Câmara de Mogi aprova semana de conscientização sobre lyme
Conscientização sobre lyme é aprovada pela Câmara. "Câmara Municipal de Mogi das Cruzes."

A Câmara Municipal de Mogi das Cruzes aprovou, na sessão ordinária desta terça-feira, 28, o Projeto de Lei nº 85/2025, que institui a “Semana de Conscientização sobre a Doença de Lyme” no município. A proposta, de autoria da vereadora Fernanda Moreno (MDB), prevê ações de orientação e prevenção voltadas à população e a proprietários de animais, especialmente cães, com foco na lyme.

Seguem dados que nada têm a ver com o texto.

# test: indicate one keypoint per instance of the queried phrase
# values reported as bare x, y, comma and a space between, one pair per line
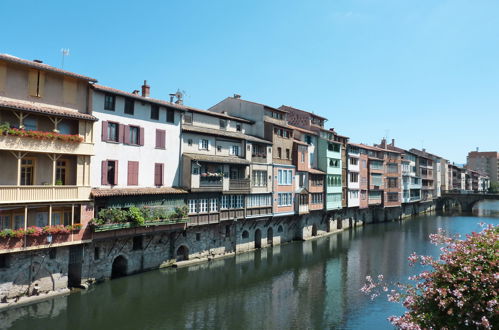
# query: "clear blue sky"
424, 72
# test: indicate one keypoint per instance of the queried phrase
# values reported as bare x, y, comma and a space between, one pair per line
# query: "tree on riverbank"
461, 290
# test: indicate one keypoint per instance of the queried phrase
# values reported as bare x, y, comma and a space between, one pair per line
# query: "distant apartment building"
227, 172
485, 162
45, 148
137, 153
270, 124
331, 154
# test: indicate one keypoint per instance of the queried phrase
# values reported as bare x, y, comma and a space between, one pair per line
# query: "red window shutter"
160, 139
104, 172
104, 131
158, 174
133, 173
121, 129
141, 137
116, 172
126, 139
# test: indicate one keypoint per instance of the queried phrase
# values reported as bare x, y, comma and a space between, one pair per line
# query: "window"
129, 106
376, 180
204, 144
4, 260
192, 206
133, 173
161, 139
285, 177
393, 197
170, 116
392, 183
158, 174
392, 168
4, 222
137, 243
353, 194
52, 253
213, 205
284, 199
317, 198
234, 150
203, 205
223, 124
27, 171
109, 102
134, 133
334, 162
259, 200
30, 124
259, 178
363, 195
112, 132
333, 147
60, 172
225, 202
111, 172
155, 111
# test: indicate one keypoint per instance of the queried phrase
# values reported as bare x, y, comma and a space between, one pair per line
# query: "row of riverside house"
96, 182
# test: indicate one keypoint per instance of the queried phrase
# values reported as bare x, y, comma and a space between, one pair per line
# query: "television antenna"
64, 52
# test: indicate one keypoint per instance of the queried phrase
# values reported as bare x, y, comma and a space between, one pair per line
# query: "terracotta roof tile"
48, 109
98, 192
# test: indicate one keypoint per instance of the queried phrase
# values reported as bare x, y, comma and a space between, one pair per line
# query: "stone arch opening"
270, 236
182, 253
120, 267
258, 239
314, 230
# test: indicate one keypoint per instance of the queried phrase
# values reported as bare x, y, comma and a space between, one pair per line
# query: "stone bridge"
464, 200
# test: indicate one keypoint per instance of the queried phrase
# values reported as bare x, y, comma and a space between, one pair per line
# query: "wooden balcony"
32, 194
239, 185
16, 143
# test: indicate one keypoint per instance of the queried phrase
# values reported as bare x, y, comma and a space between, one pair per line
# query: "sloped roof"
217, 159
42, 66
98, 192
47, 109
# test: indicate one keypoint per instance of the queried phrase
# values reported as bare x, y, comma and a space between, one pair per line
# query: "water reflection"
309, 285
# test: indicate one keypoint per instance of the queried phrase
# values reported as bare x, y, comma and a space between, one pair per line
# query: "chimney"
146, 89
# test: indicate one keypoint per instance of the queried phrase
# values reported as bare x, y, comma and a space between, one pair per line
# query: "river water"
301, 285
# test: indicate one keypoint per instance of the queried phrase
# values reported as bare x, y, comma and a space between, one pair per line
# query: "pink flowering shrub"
460, 292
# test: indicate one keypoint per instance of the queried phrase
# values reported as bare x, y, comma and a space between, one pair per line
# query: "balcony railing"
49, 146
239, 184
22, 194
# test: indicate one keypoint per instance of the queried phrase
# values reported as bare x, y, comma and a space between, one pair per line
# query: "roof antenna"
65, 52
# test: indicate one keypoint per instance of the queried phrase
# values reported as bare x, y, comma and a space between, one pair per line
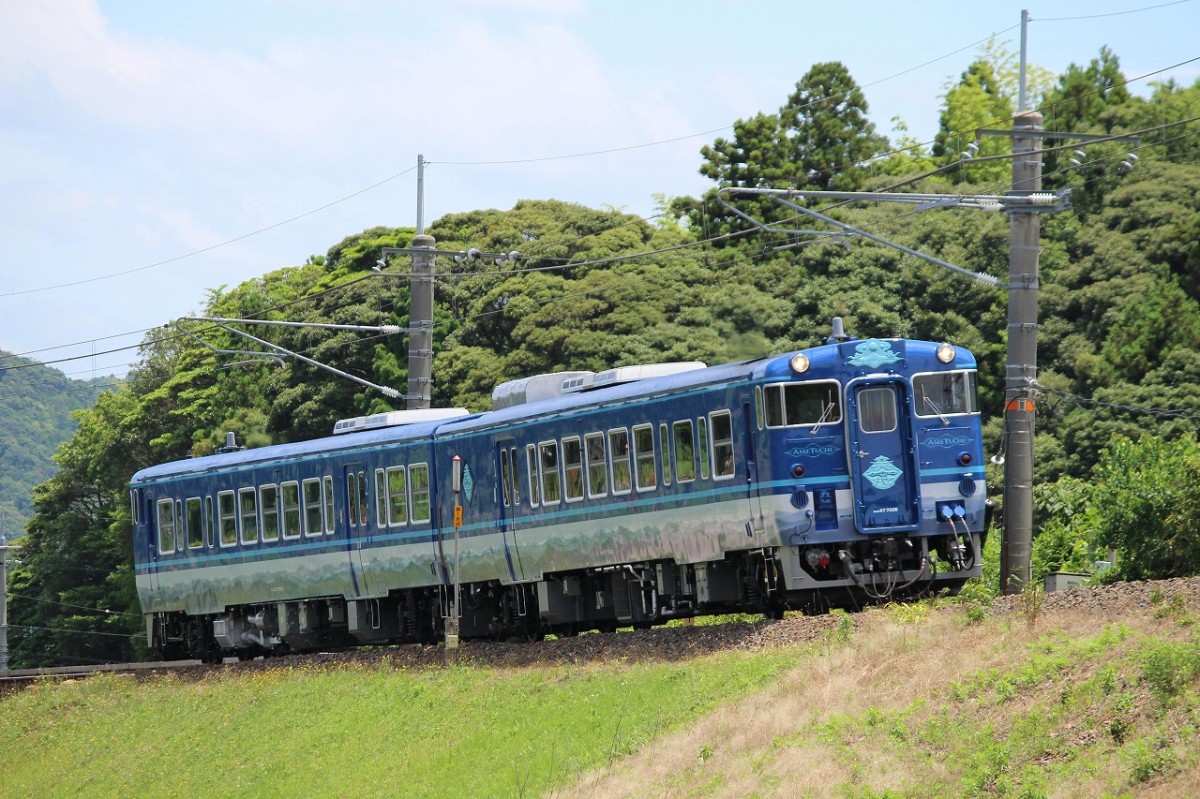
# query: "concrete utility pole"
1024, 248
420, 314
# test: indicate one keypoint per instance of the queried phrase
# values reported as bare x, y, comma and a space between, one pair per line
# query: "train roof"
826, 360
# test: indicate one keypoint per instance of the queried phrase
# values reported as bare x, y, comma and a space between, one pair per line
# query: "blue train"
834, 476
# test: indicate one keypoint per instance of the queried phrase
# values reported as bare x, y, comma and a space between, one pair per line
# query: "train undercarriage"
769, 581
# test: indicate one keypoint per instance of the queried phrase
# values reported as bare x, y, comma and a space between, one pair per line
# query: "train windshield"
793, 404
945, 394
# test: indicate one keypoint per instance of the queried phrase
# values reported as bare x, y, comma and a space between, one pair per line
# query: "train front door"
882, 458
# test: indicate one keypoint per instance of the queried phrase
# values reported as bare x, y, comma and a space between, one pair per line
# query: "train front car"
876, 469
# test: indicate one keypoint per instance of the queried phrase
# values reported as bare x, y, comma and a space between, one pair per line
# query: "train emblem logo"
883, 473
873, 354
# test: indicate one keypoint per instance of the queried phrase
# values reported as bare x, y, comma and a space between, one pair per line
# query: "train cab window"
269, 500
209, 522
618, 450
797, 404
684, 451
166, 526
551, 491
247, 504
877, 409
328, 482
227, 508
945, 394
665, 455
313, 506
419, 487
193, 520
573, 469
291, 492
598, 466
643, 456
532, 463
723, 445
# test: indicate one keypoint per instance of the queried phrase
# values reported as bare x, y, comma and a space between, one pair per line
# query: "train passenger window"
532, 463
598, 467
228, 510
573, 469
665, 455
291, 510
249, 504
505, 478
877, 409
797, 404
419, 485
684, 451
381, 498
209, 522
352, 499
945, 394
330, 520
723, 445
397, 497
618, 450
193, 518
269, 500
551, 491
313, 506
166, 526
643, 456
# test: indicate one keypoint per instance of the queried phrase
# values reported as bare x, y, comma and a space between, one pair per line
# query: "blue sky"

A iniciativa define que a campanha ocorrerá anualmente na primeira semana de maio. Especialistas apontam que o maior risco de contágio acontece entre o fim de maio e o início de julho, o que justifica a escolha do período.

Transmissão

A doença de lyme é uma infecção transmitida ao ser humano pelo carrapato-estrela. O parasita pode se hospedar com facilidade em cães, o que amplia o risco de exposição. A proposta busca ampliar o acesso à informação e incentivar medidas preventivas relacionadas à lyme.

Período de risco

A escolha da primeira semana de maio considera o aumento da circulação do carrapato-estrela nas semanas seguintes. Esse cenário eleva as chances de transmissão e reforça a necessidade de ações educativas antes do período crítico.

Contexto

Segundo a autora do projeto, a relação entre pessoas e animais de estimação, principalmente cães, se tornou mais próxima nos últimos anos. Isso aumenta o risco de incidência da doença e exige maior disseminação de informações.

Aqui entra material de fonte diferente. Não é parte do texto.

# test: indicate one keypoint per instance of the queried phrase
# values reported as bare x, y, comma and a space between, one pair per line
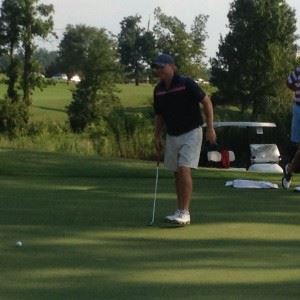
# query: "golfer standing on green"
177, 110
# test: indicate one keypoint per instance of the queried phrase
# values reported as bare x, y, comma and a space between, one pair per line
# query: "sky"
109, 13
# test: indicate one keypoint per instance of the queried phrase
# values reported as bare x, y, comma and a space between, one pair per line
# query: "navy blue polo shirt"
179, 105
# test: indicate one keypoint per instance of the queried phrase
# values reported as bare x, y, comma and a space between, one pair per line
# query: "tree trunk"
12, 76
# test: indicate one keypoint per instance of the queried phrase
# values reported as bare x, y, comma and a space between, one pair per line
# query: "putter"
155, 195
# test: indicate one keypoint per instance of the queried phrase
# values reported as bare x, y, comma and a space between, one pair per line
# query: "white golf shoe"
181, 217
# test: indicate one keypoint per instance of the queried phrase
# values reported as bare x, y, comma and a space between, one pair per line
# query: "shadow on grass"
91, 265
49, 108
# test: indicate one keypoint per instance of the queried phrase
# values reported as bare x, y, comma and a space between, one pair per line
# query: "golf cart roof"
243, 124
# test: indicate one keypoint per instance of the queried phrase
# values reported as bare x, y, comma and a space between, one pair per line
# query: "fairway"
82, 221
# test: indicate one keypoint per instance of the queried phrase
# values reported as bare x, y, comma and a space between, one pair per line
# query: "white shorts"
183, 150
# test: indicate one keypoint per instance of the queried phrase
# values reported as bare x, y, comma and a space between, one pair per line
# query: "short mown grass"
83, 221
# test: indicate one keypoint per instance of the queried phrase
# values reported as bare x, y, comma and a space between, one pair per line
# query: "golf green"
82, 221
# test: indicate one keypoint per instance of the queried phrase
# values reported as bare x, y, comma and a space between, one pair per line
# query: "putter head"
151, 223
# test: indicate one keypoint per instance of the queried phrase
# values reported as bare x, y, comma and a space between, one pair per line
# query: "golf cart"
247, 145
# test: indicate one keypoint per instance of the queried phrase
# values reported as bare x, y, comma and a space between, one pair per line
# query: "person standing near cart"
177, 110
293, 83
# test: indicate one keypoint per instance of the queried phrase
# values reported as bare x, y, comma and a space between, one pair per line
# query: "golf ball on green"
19, 244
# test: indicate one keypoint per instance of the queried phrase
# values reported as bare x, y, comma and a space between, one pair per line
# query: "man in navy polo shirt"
177, 109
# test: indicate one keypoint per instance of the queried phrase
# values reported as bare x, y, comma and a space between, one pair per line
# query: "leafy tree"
187, 47
45, 58
136, 47
73, 48
256, 55
94, 96
36, 21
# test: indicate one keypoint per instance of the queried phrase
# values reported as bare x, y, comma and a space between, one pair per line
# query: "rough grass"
83, 225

“Sabe-se que a relação do ser humano com os animais de estimação — em especial com os cães — é cada vez mais estreita, e é através dos caninos que o risco de incidência da doença é mais evidente, motivo pelo qual se torna necessária a transmissão das informações à sociedade. Além disso, é de suma importância que os proprietários de animais conheçam as doenças e sejam devidamente informados a adotarem medidas de controle. Existem muitas capivaras em Mogi. A doença pode causar complicações sérias e até os médicos demoram para diagnosticar pela falta de divulgação sobre a doença”, argumenta Fernanda Moreno.

A Comissão Permanente de Justiça e Redação apresentou uma emenda modificativa ao texto. A mudança seguiu orientação da Procuradoria Jurídica Legislativa e realizou ajustes pontuais na redação da proposta.